Studies indicate that our bodies recognize – at the molecular level – that not all happiness is created equal – It then responds in ways that can either help or hinder our physical health.
There are two types of happiness:
Hedonic happiness, is the type we get from pleasure of the senses, such as going on vacation, having a good meal, enjoying a hobby, sport or other types of personal indulgences.
Eudaimonic happiness, is a contented state of being type of happiness that we get from a noble goal that brings us pleasure or a sense of accomplishment. This can be working to relieve the suffering of another creature or fellow human, spiritual pursuits, or searching for and finding a greater purpose in our lives, working for the greater good.
A study published in the journal Proceedings of the National Academy of Sciences, examined the pattern of gene expression within the cells responsible for fighting off infectious diseases and defending the body against foreign materials (Fredrickson et al., 2013). In this study, eighty (80) healthy adults were assessed for “hedonic” and “eudaimonic” well-being.
The hedonic or simple pleasures in life do make us feel happy but they don’t have a positive impact our genes.
Researchers found that the sense of well-being derived from a noble purpose may provide cellular health benefits, whereas simple self-gratification of the senses may have negative effects, despite an overall perceived sense of happiness.
According to Barbara L. Fredrickson, it’s the difference between enjoying a good meal and feeling connected to a larger community through a service project. Both give us a sense of happiness, but each is experienced very differently in the body’s cells.
“We know from many studies that both forms of well-being are associated with improved physical and mental health, beyond the effects of reduced stress and depression,”
Fredrickson said. But if all happiness is created equal, and equally opposite to ill-being, then patterns of gene expression should be the same regardless of hedonic or eudaimonic well-being. Not so, found the researchers…. “Eudaimonic well-being was, indeed, associated with a significant decrease in the stress-related CTRA gene expression profile. Doing good, produces a stronger expression of antibody and antiviral genes.”
Their genomics-based analyses reveal the hidden costs of purely hedonic well-being. Simply “feeling good” types of happiness had weaker expression of antibody and antiviral genes.
Fredrickson found the results initially surprising, because study participants themselves reported overall feelings of well-being. “Their daily activities provide short-term happiness yet result in negative physical consequences long-term."
“We can make ourselves happy through simple pleasures, but those ‘empty calories’ don’t help us broaden our awareness or build our capacity in ways that benefit us physically,” she said. “At the cellular level, our bodies appear to respond better to a different kind of well-being, one based on a sense of connectedness and purpose.”
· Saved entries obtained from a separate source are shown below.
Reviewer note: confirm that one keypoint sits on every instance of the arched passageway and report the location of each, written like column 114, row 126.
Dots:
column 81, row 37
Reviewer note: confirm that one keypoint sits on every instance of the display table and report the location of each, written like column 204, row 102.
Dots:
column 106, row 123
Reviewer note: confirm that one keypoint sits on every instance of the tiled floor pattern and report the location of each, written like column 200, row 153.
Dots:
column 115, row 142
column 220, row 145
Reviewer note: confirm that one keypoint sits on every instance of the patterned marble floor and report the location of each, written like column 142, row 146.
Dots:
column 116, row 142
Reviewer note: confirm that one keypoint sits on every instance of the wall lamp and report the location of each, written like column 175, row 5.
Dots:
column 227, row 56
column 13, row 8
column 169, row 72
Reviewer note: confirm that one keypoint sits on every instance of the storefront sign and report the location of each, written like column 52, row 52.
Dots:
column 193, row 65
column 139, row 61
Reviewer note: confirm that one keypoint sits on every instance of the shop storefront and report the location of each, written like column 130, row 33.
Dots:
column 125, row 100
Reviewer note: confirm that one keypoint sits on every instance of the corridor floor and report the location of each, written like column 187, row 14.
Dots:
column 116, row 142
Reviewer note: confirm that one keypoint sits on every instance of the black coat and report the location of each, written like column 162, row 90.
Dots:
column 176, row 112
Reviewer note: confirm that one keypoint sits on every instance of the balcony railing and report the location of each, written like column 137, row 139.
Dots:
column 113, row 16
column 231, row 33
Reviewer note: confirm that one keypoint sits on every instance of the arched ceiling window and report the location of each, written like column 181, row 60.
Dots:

Steven Cole, one of the authors of the study explained:
“What this study tells us is that doing good and feeling good have very different effects on the human genome, even though they generate similar levels of positive emotion. Apparently, the human genome is much more sensitive to different ways of achieving happiness than are our conscious minds.”
Interesting how Science backs up the spiritual gems that were recorded centuries before the sciences. If only all mankind would have listened, our world would be different today. Thankfully, there are currently billions of people on our planet that are focused on the greater good. It is my belief/hope that some day everyone on this planet will be focusing on and doing - what is in the greater good of all.
In the meantime, we can all start and end our day by doing good for our fellowman.
Barbara L. Fredrickson, Kenan Distinguished Professor of psychology in the College of Arts and Sciences at the University of North Carolina at Chapel Hill.